2) Concentrazione: un altro
elemento che caratterizza la poetica del nostro autore è quello che riguarda il
tema della concentrazione. Le sue poesie diventano semplici e perfette
descrizioni per riflessioni che aderiscono perfettamente alle
immagini/sensazioni evocate per una massima concentrazione, intesa dal poeta come l’essenza stessa della poesia.

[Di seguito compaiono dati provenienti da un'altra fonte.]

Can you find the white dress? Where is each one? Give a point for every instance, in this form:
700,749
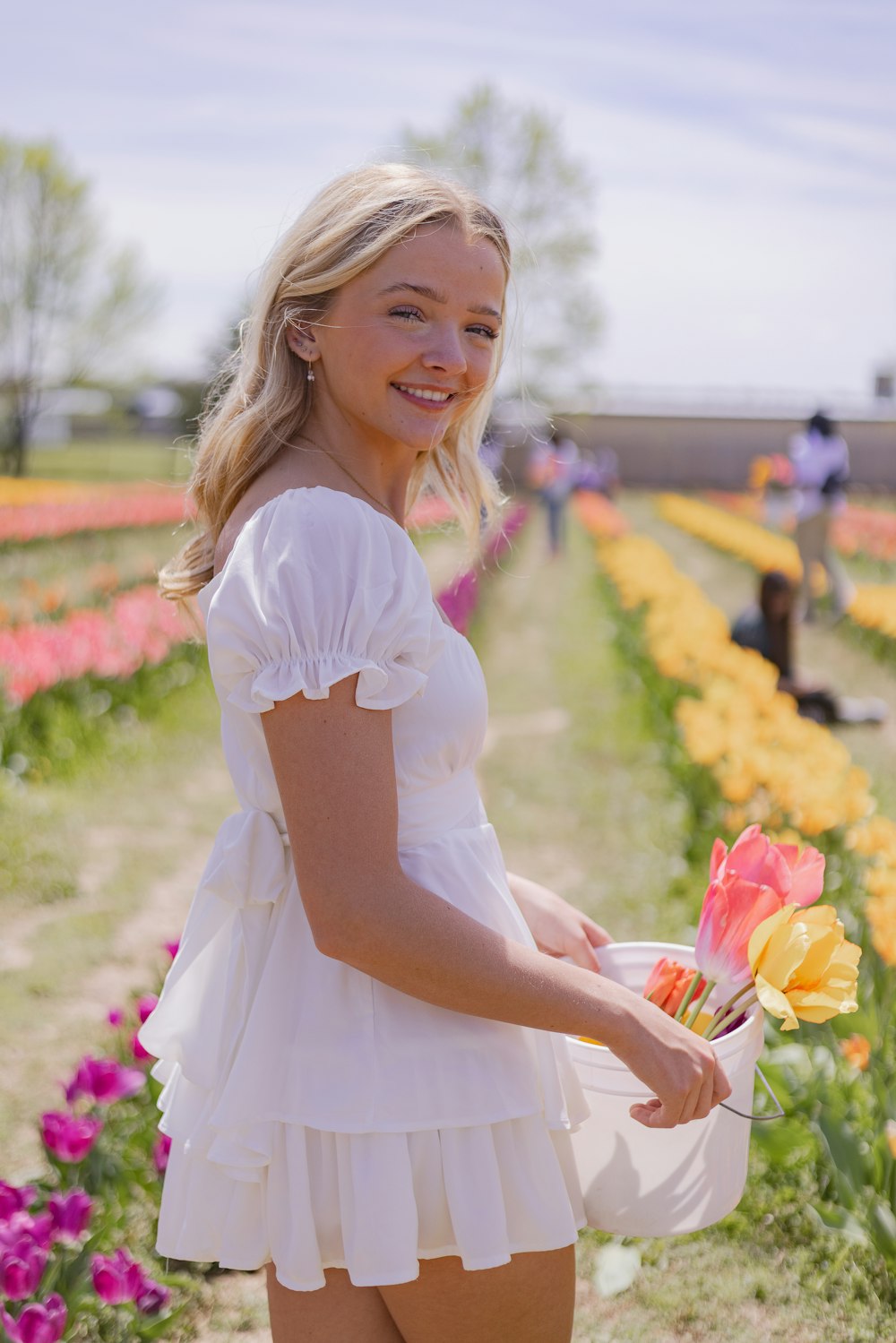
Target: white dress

L’arte così intesa, ovvero come forza
espressiva e concisa non può non
ricordarci grandi modelli novecenteschi quali Pound e Elliot di cui abbiamo già
detto troviamo molti echi nei testi di Transtromer. Ma, al contempo, passando
per la prosa poetica di cui spesso fa uso e nella quale comunque egli mantiene
alto il livello che si è imposto relativo alla concentrazione, egli raggiunge
una tale dimensione in un modello che è di per se una forma poetica concentrata
al massimo, un modello che sembra essergli davvero congeniale e che è quello dei
componimenti haiku. Qui la poesia
esprime davvero ciò che nella filosofia giapponese viene indicato con un
termine che significa comprensione
intuiva, illuminazione: ovvero una conoscenza che oltrepassando i confini della
logica superi lo spazio e il tempo. Esperienza permessa grazie all’uso di
questa forma poetica che diventa un’arte dell’allusione, un’arte che permettere
di trasformare in conoscenza una situazione oggettiva grazie all’uso di una
lingua che traduce elementi concreti in esperienza immediata. E Trasnstromer ne
fa largo uso, ne leggeremo alcuni. Ma anche laddove la poesia assume una forma
più classica e comune nulla vi è di superfluo: i versi sono asciutti e scarni
con una tecnica che tende dunque a delineare, a tradurre in linee e traiettorie
quasi geometriche i pensieri e leggendo come abbiamo detto alcuni suoi testi lo
vedremo molto bene. Con questi mezzi il poeta compie delle vere e proprie
indagini metafisiche, sui misteri dell’esistenza e partendo da elementi della
quotidianità volge la sua costante attenzione verso una dimensione altra, attraverso l’assoluta
chiarezza di immagini unita al forte senso della transitorietà.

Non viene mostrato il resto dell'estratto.